Digitaler Plan der Deckenschalung mit Meva-Dec
Links der digitale Plan der Deckenschalung, rechts die exakte Ausführung mit Meva-Dec. Die Deckenschalung ohne Raster soll sich flexibel jeder Geometrie anpassen und Passflächen minimieren. (Bild: Basler & Hofmann)

Das bedeutete für die Praxis: Zahlreiche Entscheidungen mussten früher getroffen werden als bei einem konventionellen Planungsprozess. Sämtliche Fragen und Abhängigkeiten wurden noch im Modell abschließend geklärt. Eine Herausforderung nicht nur für den Bauherrn, sondern auch für Architekten und Planer, die entsprechende Unterlagen rechtzeitig bereitstellen mussten. Früh einbezogen wurden auch das verantwortliche Bauunternehmen Marti sowie der Schalungshersteller Meva. „Der Unternehmer wird heute in der Regel vor vollendete Tatsachen gestellt und nicht um seinen Beitrag zur Optimierung der Planung gebeten. Die Idee der integralen Planungen hat uns sehr gut gefallen“, erklärt Alessandro Walpen, BIM-Verantwortlicher bei Marti. „Daher wollten wir den digitalen Ansatz für uns selbst nach Möglichkeit auch im Rohbau nutzen. Meva überzeugte uns dabei mit fortschrittlichen Entwicklungen im Bereich BIM.“

Bei Meva wiederum hat man die Digitalisierung früh als Chance für die Schalungsplanung erkannt und mit der Fachabteilung IT-Engineering Services die digitale Schalungsfamilie des Unternehmens auf den Computer gebracht. Heute stehen in modernen Planungstools die Modelle der einzelnen Schalungssysteme zur Verfügung und ermöglichen eine flexible, dreidimensionale Planung. „3-D-Planungen haben gerade bei komplexen Geometrien den Vorteil, dass die Bauabläufe transparenter sind und sich somit einfacher umsetzen lassen“, so Meva-Geschäftsführer Michael Estermann.

Basler & Hofmann stellten für ihr Projekt ein Modell des neuen Erweiterungsbaus zur Verfügung, in das die digitalen Schalungselemente eingefügt werden konnten. „Das ist nicht unüblich, aber in diesem Detaillierungsgrad definitiv etwas Besonderes“, meint Hannes Endriß, Doktorand bei Meva im Bereich IT-Engineering. In Bezug auf die Schalungstechnik galt es zunächst auf die gewohnten Fragestellungen einzugehen: Taktvorgaben, Betonqualität, Schalungsüberstand, Sichtbetonanforderungen usw. Insofern gleicht die digitale Planung der klassischen Arbeitsweise.

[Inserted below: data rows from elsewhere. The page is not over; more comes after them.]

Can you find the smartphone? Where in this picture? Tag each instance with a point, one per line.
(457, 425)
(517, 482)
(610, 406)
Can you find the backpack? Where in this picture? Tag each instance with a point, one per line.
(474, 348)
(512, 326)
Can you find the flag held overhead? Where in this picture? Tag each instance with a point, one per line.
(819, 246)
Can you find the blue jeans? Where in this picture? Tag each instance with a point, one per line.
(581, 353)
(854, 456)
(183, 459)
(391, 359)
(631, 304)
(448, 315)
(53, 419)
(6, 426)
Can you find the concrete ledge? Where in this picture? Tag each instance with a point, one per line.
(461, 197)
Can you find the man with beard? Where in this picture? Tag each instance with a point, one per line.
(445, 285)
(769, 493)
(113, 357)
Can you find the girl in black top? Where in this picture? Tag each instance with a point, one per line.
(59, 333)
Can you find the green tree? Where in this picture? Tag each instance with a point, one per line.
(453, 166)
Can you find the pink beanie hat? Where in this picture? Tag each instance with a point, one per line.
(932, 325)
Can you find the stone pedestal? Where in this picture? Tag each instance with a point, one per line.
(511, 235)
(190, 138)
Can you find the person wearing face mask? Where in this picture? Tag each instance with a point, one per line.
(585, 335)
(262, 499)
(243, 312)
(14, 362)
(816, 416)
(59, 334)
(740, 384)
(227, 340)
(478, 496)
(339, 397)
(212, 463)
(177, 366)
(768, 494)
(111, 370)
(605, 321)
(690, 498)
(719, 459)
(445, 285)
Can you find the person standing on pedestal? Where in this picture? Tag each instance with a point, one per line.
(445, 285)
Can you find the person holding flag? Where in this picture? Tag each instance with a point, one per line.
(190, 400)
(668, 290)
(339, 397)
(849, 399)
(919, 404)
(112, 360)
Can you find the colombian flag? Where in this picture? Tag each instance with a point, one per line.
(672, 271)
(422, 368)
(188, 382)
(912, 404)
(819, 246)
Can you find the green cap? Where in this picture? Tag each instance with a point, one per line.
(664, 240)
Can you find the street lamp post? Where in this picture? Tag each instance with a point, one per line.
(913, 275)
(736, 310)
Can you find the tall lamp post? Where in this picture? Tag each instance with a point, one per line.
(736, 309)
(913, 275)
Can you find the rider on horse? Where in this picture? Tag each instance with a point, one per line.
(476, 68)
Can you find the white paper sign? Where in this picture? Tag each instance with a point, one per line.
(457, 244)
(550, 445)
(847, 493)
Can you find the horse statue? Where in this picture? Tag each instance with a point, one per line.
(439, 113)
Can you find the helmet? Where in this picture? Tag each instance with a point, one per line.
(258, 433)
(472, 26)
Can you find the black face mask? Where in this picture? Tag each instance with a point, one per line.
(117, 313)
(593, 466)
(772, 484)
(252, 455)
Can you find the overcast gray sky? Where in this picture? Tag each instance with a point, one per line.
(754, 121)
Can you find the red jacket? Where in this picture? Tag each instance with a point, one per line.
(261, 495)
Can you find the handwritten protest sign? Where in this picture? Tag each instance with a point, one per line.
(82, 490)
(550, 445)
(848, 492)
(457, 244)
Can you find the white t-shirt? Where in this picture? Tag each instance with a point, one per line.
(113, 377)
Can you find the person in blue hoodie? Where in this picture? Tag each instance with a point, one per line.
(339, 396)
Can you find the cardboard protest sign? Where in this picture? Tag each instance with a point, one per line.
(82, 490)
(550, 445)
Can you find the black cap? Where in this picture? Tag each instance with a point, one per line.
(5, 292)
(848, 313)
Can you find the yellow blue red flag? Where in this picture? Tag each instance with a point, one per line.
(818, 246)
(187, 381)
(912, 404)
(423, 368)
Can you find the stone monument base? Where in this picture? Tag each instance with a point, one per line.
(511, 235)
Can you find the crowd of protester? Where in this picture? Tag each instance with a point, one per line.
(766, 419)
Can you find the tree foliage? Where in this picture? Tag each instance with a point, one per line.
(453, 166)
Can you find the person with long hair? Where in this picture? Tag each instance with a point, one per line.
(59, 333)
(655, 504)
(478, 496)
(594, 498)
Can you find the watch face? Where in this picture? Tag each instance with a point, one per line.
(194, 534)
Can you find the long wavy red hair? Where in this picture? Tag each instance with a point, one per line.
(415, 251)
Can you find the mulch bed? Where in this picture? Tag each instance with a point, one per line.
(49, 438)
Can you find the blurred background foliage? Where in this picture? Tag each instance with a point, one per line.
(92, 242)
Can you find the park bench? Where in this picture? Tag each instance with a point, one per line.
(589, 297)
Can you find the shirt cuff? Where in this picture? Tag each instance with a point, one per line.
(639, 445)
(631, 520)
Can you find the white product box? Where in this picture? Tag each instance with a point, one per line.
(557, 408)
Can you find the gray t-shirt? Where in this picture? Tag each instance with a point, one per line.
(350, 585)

Digitales Schalungsmodell eines Bürogebäudes
Für eine einfachere Anwendung werden die einzelnen Takte im digitalen Schalungsmodell separat dargestellt. (Bild: Basler & Hofmann)

Im Untergeschoss waren zwei unterschiedliche Höhen in der Bodenplatte vorgesehen. Die Wände ringsum sind durch verschiedene Winkel zueinander leicht versetzt und ergeben 13 unterschiedliche Abschnitte. Gleichzeitig hat die darüberliegende Decke zwei Versprünge, die zu den Abschnitten der Bodenplatte jedoch nicht parallel sind. „Neben den erforderlichen IT-Kenntnissen sind weiterhin ganz klar auch die planerischen Fähigkeiten gefordert“, merkt Meva-Schalungstechniker Bernd Schuon an. Das wird deutlich am Beispiel der Decken über dem Erdgeschoss: Diese sollten mit der Deckenschalung Meva-Dec in Sichtbeton ausgeführt werden. Zur optimalen Abstimmung haben die Schalungsexperten im Vorfeld verschiedene Entwürfe erstellt, sodass noch vor dem ersten Spatenstich der digitale Bauplan inklusive Schalung fertiggestellt war.

Über eine Verknüpfung ließ sich die Meva-Planung passgenau in das Modell des Ingenieurunternehmens einfügen, die Informationen konnten auf der Baustelle über eine Cloud abgerufen werden. Jeder Takt ließ sich separat in einer eigenen Ansicht auf dem Tablet darstellen. Die Anwendungen waren laut Polier Dominic Mozzetti leicht zu bedienen: „Relevante Daten lassen sich schnell und unkompliziert abrufen und das Schalungsmodell war super. Dank der guten Planung im Voraus hat alles gestimmt.“ Auf der Baustelle war somit ein Arbeiten ohne Unterbrechungen möglich, was den Bauherrn und Alessandro Walpen von Marti gleichermaßen freut: „Das Planmanagement entfällt. Das macht uns schneller.“ Zudem wurde auch der Materialbedarf minimiert, da nichts auf Vorrat gelagert werden musste. Für sein BIM-Pilotprojekt gewann Basler & Hofmann den AEC Excellence Award in der Kategorie Small Projects. Der Award zeichnet weltweit Projekte aus, die Pionierleistungen im Bereich des digitalen Planens und Bauens mit connected BIM erbringen.